It took but came. OnePlus has suffered many delays with the update to Lollipop. As you know he did it in two flavors: CyanogenMod 12S and OxygenOS. The first was a continuation of the original software that had this terminal, but also is the latest version that we will see with the Chinese manufacturer support. The second was the debutante, that would mark the path of the next versions. I decided to go for the latter, the path of the future of OnePlus.
I chose it for the simple reason to keep me in line I OnePlus wanted to pursue. With CyanogenMod 11S was very happy but I wanted to try something new. In addition, Alejandro (our colleague here in Xataka Android) chose the other ROM before me and to try each one with a different version we could contrast opinions. I’ve been a month using it and the experience has been rather disappointing. I explain it to you.
Too much noise and little oxygen
OxygenOS was presented as the new boyfriend of the OnePlus. After having broken with CyanogenMod, the Chinese manufacturer needed a new dance partner for your phone. He did well to choose its partners: the guys from Paranoid Android with a wide and proven experience in developing ROMs. Beyond Cyanogen, is one of the most competent and powerful teams. Together, they created this new version with base Lollipop.
It took to pull out it and, in addition, the installation was somewhat laborious since they could not serve a OTA directly from CyanogenMod 11S. Since we learned of the existence of this new ROM, OnePlus has given much hype and at the end was not so. Eye, is not a bad version, or you have optimization bug (although it is not free of small bugs) but what we are going to have with this ROM is nothing otherworldly, waiting was not so well worth.
Long name that is ahead, OxygenOS is in essence Android Lollipop 5.0. The team responsible for the software just has added features to this version and what leaves us in a software similar to that you would see, for example, in a Nexus. In fact, lost a lot of features that were available with Kit Kat in the previous official version of the OnePlus.
There are no issues, File Explorer applications have been removed and Cyanogen Gallery, nor is audio software… If you usabais all of this previously, I think that you better look version 12S and forget to OxygenOS. Another significant loss is the camera application, If with KitKat, we got to take pictures in RAW, here we we must comply with the tasteless and rather short application of Google for the camera.
This last is perhaps what I’ve most noticed by jumping into OxygenOS: not having a decent camera application is exasperating. Which leads is rather limited and also has an interface that does not work: a band take up much space on the screen and access to controls is little intuitive. Steps back in all directions in search of a pure Android.
Not everything has been lost, fortunately, the gestures on the screen held, but in my experience with the OnePlus, are functions that I end up disabling. More than once has been activated me flash accidentally when she was Mobile in the Pocket. Turn on the display with a double-tap is maintained, but instead lost to do that same motion to turn it off.
Customization options, as I said, are rather scarce. There are no issues and in the end the only thing we can change is power panel where we can change the order of the icons, but we cannot put or delete others. “I want and I can not” that leaves a bitter taste.

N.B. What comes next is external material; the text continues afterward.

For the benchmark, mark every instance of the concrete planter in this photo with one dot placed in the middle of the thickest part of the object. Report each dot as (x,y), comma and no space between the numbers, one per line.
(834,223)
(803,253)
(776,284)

Experience with OxygenOS after a month of use
Despite the many drawbacks that I have given so far to the ROM, one thing is indisputable: works very well. There are no problems with connections, everything moves very smoothly and the autonomy of the OnePlus has not been affected with the update. While Lollipop has many detractors, in this case the optimization work is superb. Works, but not daring to put new options.
All this month, I have only had a couple of unexpected reboots, something that I happened to your day with CyanogenMod 11S and be something very punctual can not take at face. This first version of OxygenOS, as I said above, is not free of bugs and one of the more curious, and repeat offenders, that I found was that the clock application suffers an unexpected closure when I lose network and later the recovered. Nothing serious, it does not affect the operation of the alarm nor does not lose time.
What most worried me with change was the battery consumption. The reality is that I have just the day with percentages similar to which they had when I used KitKat. If I don’t give you much use (a weekend for example) I can be two days with the same load without problems. During the week, where it is much more intense, it is normal to finish the day 15 to 5% of capacity.
The rest stays as is and the experience is identical to that you would have with any other top with Lollipop hair. It works well, we can enjoy everything what offers the latest version of Android… It is a well designed tool but lacks soul. If it weren’t for the animation of home when I turn on the terminal, I’d say it’s one ROM more.
What I most missed was the claw that had the OnePlus with CyanogenMod 11S. More customization options, elements that made it unique and that made me feel that I was using this phone and not another. With Oxygen, I feel use a smartphone with a ROM that could well have it installed on my own of any home developer who had a version made with few options for customization.
It has no soul, it is functional but has lost much charm. Let us hope that in future updates change this and that OxygenOS will become a more attractive ROM. At the moment, CyanogenMod 12S is the most attractive option. Let us hope that at the end of the year, when a new OnePlus, take advantage to expand functions. What have launched now seems more a fast product to get out of the commitment that failed: have Lollipop 90 days after it was released.